Millet olarak bu toprakları ruhumuzla vatanlaştırdık.
Yerin altındakilerini yeryüzüne çıkarsak dirilerimize yer kalmaz. Bu topraklar nice kanlar ve canlar pahasına vatanlaştırılmıştır.
Bunun içindir ki, bu toprakları vatanlaştıran ruhu diri tutmak zorundayız. Bu toprakları vatanlaştıran ruhu kaybedersek vatanı da kaybederiz.

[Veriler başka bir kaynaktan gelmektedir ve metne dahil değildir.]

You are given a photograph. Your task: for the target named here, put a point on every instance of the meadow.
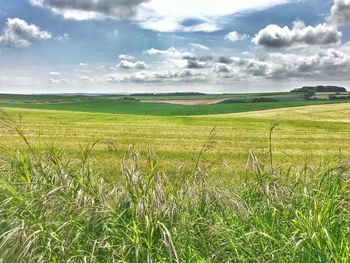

Malazgirt Savaşını zafere dönüştüren ruh Müslümanların Bedir inancı ve ruhudur. Merhum ALP Arslan Perşembe günü savaşa girmek istediği halde Hocası şu öğütte bulundu:
'Bugün bekle ve acele etme. Yarın Cuma günüdür. Bütün dünya Müslümanları namaz kılacak ve senin zaferin için de dua edeceklerdir. Allah Teala'nın kulları senin için dua ettikten sonra harekete geç. Olur ki, bunlar arasında birinin duası makbule geçer. Nitekim Allah kullarının duası mücahitlerin kılıcı birlikte çalışacaktır.'
Padişah, hocasının öğüdünü dinledi…
Ertesi gün yani Cuma günü ordu ve orada bulunan halkla NAMAZ KILINDI. Hepsi toplu olarak dualarında Peygamberimiz(sav)'in Bedir Savaşındaki duasını huşu içinde tekrarladı.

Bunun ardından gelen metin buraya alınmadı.